2) De‑risk payments for independent Cuban businesses. Lock in and broaden 2024 measures allowing Cuban private entrepreneurs to hold and use U.S. bank accounts remotely, and permit “U‑turn” transfers that clear in U.S. dollars when neither buyer nor seller is a sanctioned party. Pair this with enhanced due diligence to prevent diversion.

3) Protect the food pipeline from energy failures. License sales of critical spares and services for power plants and grid stability that directly safeguard bakeries, cold storage, water pumping and hospitals. Where necessary, allow time‑bound fuel swaps for food distribution fleets under third‑party monitoring.

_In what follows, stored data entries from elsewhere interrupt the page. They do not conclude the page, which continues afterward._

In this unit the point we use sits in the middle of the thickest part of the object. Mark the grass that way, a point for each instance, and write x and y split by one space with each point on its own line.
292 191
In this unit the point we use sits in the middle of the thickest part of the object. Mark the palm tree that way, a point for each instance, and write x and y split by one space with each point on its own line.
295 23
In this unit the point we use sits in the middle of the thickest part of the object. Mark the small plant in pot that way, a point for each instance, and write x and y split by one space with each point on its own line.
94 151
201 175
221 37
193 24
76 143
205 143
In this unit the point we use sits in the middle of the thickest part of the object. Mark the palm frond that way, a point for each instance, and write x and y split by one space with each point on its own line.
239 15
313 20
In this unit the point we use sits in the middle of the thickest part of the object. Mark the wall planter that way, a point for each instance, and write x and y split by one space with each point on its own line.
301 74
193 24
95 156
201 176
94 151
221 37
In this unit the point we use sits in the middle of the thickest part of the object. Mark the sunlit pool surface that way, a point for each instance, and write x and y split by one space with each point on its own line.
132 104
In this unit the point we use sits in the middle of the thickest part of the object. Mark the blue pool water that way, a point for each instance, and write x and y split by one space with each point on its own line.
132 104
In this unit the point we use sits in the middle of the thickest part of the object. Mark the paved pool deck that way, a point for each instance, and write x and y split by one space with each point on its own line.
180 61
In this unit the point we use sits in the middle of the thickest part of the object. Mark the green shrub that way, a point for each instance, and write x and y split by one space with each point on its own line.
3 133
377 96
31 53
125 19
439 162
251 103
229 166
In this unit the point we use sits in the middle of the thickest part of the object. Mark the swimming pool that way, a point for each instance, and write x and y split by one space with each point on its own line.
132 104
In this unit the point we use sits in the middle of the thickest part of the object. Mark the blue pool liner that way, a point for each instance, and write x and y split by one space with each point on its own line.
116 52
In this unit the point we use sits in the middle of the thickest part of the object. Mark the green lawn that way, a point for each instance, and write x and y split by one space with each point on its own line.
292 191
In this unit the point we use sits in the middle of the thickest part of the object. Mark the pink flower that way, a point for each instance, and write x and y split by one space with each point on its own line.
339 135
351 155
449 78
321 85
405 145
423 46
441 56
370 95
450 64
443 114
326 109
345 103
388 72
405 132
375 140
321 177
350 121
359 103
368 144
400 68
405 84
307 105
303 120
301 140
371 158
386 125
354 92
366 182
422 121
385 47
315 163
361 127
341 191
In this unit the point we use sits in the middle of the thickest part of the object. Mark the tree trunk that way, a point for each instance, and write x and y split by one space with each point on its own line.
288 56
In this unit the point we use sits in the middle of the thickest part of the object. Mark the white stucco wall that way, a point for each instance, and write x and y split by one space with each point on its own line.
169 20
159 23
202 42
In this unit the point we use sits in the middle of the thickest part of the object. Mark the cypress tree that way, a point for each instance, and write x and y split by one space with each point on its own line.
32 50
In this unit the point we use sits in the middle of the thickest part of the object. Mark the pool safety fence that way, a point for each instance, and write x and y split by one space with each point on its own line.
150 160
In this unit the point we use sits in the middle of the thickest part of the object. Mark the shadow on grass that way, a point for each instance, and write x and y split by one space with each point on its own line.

Alongside U.S. actions, Cuba must do its part: secure property rights for farmers, ensure price signals that reward production, remove import monopolies that choke private wholesalers, cut administrative hurdles for MSMEs, and prioritise grid repairs that keep food systems running. Without these domestic adjustments, external relief will leak away in lost output and waste.

The bottom line
Cuba’s hunger crisis is the product of compounding internal and external failures. Ending or meaningfully easing U.S. sanctions on food, finance and energy‑for‑food lifelines would save time, money and calories; it is defensible on humanitarian grounds and achievable through executive licensing even if Congress leaves the core embargo intact. But durability demands reciprocity: Havana must unlock farm productivity and private distribution, and Washington should target relief where it most directly feeds Cuban households. Starvation risks are non‑ideological. Policy should be, too.